An Augmented Transition Network or ATN is a type of graph theoretic structure used in the operational definition of formal languages, used especially in parsing relatively complex natural languages, and having wide application in artificial intelligence. An ATN can, theoretically, analyze the structure of any sentence, however complicated. ATN are modified transition networks and an extension of RTNs.
ATNs build on the idea of using finite state machines (Markov model) to parse sentences. W. A. Woods in "Transition Network Grammars for Natural Language Analysis" claims that by adding a recursive mechanism to a finite state model, parsing can be achieved much more efficiently. Instead of building an automaton for a particular sentence, a collection of transition graphs are built. A grammatically correct sentence is parsed by reaching a final state in any state graph. Transitions between these graphs are simply subroutine calls from one state to any initial state on any graph in the network. A sentence is determined to be grammatically correct if a final state is reached by the last word in the sentence.
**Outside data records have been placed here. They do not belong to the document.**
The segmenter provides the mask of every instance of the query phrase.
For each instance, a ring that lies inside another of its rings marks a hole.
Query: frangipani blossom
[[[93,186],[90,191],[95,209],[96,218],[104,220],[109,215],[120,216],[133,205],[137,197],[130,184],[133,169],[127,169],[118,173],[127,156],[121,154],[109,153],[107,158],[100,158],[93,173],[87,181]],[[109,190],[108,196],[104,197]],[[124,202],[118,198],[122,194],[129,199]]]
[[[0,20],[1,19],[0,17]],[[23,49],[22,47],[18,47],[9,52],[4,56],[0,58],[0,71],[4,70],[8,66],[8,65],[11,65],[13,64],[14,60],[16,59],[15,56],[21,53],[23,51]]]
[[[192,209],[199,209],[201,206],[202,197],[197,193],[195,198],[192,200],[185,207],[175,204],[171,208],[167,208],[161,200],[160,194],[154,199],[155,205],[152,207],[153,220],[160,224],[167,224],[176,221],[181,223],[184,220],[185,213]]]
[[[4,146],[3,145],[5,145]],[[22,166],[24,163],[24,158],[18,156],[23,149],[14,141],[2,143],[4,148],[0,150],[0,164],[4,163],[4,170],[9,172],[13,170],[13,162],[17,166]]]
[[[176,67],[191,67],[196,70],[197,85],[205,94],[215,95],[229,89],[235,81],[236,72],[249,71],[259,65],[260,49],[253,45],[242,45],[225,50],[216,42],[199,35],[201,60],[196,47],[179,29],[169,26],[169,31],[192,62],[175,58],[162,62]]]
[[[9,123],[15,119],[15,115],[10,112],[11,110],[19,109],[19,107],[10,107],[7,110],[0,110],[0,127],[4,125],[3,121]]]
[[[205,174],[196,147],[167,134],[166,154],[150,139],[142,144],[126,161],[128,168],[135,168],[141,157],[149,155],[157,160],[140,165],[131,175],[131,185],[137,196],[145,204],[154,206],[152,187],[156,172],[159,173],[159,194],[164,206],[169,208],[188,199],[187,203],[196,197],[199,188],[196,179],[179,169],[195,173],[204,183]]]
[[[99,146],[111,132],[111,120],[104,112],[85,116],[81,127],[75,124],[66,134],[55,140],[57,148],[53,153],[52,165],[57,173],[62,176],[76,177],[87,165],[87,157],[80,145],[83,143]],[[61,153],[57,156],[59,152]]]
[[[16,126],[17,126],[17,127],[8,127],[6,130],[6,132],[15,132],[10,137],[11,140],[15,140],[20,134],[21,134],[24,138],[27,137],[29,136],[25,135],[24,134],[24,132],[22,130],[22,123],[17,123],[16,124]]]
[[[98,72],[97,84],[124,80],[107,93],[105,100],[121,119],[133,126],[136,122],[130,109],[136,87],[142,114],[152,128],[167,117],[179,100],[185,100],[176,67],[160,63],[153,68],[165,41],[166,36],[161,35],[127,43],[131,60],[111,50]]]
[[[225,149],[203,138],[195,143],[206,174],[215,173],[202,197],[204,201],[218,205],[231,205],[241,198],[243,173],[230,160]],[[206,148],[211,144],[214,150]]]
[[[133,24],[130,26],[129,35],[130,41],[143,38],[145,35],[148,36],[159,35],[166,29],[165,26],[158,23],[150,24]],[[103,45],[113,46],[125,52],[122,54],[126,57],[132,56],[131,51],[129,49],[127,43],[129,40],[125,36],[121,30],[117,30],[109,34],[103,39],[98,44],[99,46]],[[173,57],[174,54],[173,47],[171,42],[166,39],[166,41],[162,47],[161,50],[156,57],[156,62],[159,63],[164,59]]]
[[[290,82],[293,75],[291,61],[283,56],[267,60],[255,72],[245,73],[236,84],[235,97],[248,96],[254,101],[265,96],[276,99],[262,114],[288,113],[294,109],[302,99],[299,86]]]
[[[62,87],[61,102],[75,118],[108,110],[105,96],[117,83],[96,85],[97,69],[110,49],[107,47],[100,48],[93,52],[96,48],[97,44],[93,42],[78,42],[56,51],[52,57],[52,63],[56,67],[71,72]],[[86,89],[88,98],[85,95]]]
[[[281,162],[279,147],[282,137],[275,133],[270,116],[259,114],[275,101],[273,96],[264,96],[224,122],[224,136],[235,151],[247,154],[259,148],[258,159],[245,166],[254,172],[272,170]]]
This model meets many of the goals set forth by the nature of language in that it captures the regularities of the language. That is, if there is a process that operates in a number of environments, the grammar should encapsulate the process in a single structure. Such encapsulation not only simplifies the grammar, but has the added bonus of efficiency of operation. Another advantage of such a model is the ability to postpone decisions. Many grammars use guessing when an ambiguity comes up. This means that not enough is yet known about the sentence. By the use of recursion, ATNs solve this inefficiency by postponing decisions until more is known about a sentence.